Governo e parceiros sociais assinam protocolo sobre Impulso Jovem sem a CGTP

Governo e parceiros sociais assinam protocolo sobre Impulso Jovem sem a CGTP

 

Lusa/AO Online   Economia   28 de Set de 2012, 06:54

O Governo e os parceiros sociais assinam hoje um protocolo de colaboração e divulgação do programa de combate ao desemprego "Impulso Jovem", mas que deixa de fora a CGTP.

De acordo com o documento, ao qual a Lusa teve acesso, "o Governo compromete-se a realizar e dinamizar uma campanha de informação sobre as medidas do programa Impulso Jovem" e a "fornecer os materiais necessários às ações a desenvolver pelos signatários".

O Executivo compromete-se igualmente a "disponibilizar os recursos humanos e materiais que apoiem os objectivos deste Protocolo, a participar (...) de acordo com os recursos financeiros disponíveis, nas ações desenvolvidas pelos signatários" e, por último, a "prestar consultadoria na execução e desenvolvimento de projetos e ações que prossigam os objectivos deste Protocolo".

Os parceiros sociais signatários do protocolo, por seu turno, comprometem-se a "estimular e apoiar a participação das empresas e dos jovens na utilização destas medidas" e a divulgar as medidas abrangidas pelo presente protocolo.

Assumem ainda a responsabilidade de "contribuir para a aproximação da procura de jovens às empresas que manifestem interesse no acesso às medidas" a promover "projetos conjuntos" e a acompanhar a implementação das medidas, nomeadamente, "dos desvios entre a procura de jovens e a oferta das empresas e do impacto das medidas nestes desvios".

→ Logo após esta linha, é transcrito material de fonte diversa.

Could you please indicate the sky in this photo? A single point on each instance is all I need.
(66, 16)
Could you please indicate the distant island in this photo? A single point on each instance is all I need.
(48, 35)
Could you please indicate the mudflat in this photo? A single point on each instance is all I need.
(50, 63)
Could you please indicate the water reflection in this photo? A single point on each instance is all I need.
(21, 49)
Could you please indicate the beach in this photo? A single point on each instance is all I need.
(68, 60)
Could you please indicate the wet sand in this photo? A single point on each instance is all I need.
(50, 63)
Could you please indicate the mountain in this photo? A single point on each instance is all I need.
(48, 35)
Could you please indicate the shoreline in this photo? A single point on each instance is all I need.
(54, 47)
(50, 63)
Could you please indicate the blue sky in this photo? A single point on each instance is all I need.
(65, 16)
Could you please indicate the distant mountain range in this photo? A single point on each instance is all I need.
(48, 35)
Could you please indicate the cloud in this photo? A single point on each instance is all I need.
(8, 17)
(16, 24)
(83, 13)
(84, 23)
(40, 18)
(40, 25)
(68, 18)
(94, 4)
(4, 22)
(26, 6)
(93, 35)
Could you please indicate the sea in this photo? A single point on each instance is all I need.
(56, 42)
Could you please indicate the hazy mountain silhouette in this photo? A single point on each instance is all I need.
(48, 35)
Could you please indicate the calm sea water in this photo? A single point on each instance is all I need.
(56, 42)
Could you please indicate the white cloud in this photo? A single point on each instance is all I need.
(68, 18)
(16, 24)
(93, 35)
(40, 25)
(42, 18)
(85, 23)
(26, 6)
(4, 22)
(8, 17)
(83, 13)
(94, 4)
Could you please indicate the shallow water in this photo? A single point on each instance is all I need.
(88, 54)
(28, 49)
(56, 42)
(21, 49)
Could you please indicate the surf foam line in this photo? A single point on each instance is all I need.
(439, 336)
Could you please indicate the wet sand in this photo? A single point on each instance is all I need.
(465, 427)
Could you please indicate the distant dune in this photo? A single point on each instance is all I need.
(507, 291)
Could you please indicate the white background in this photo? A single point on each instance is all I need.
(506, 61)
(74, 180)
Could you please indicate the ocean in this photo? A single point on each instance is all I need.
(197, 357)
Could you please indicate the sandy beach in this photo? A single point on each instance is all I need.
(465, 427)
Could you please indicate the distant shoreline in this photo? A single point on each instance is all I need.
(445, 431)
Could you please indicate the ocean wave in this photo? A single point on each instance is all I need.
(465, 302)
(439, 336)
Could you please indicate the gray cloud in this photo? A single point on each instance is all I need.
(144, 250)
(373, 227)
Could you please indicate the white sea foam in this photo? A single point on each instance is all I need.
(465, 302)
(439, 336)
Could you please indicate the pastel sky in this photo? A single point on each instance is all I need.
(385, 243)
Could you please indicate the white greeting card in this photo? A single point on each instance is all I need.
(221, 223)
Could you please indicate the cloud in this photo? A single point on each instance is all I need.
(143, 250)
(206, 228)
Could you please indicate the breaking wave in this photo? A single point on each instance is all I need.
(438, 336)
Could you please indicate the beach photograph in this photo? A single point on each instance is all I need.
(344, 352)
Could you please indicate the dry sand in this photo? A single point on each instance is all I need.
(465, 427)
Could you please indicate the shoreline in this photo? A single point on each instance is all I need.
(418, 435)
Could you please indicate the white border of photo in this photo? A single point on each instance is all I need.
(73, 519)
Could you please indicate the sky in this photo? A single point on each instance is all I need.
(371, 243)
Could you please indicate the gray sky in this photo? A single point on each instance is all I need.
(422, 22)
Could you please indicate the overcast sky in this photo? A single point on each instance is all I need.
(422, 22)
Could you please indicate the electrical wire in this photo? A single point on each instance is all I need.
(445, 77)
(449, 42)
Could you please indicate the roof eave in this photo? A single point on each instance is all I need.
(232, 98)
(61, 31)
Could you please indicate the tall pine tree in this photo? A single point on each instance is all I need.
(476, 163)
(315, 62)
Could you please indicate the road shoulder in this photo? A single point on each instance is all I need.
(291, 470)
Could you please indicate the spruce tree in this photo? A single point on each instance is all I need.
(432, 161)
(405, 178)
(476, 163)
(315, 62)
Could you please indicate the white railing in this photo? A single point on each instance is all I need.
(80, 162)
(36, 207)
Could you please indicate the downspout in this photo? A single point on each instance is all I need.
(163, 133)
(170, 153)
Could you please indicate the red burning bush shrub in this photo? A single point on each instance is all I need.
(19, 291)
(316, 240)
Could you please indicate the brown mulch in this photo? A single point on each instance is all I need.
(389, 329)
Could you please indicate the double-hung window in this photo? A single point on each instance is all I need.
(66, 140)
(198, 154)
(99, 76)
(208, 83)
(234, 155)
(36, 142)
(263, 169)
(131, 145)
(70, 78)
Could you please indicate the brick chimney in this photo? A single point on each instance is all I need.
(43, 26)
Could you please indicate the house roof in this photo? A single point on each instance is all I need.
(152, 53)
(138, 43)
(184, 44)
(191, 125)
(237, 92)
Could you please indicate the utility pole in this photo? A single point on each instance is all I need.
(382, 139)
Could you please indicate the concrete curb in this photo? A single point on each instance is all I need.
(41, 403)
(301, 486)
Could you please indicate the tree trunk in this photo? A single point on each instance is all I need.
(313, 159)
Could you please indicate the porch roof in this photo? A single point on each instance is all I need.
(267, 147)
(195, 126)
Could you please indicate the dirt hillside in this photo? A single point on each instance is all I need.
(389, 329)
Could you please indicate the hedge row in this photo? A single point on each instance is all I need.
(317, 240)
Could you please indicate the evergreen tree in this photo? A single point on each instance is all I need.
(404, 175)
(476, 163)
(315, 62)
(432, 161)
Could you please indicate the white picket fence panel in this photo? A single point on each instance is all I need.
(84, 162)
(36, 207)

É objetivo deste protocolo prestar informação aos jovens, às empresas e às instituições sobre o "Impulso Jovem", em particular sobre programas de formação, estágios e incentivos ao emprego.

São signatários deste protocolo o ministro Adjunto e dos Assuntos Parlamentares, Miguel Relvas, que preside à comissão de acompanhamento do programa, a Confederação dos Agricultores de Portugal (CAP),a Confederação do Comércio e Serviços de Portugal (CCP), a Confederação Empresarial de Portugal (CIP),a Confederação do Turismo Português (CTP)e a União Geral dos Trabalhadores (UGT).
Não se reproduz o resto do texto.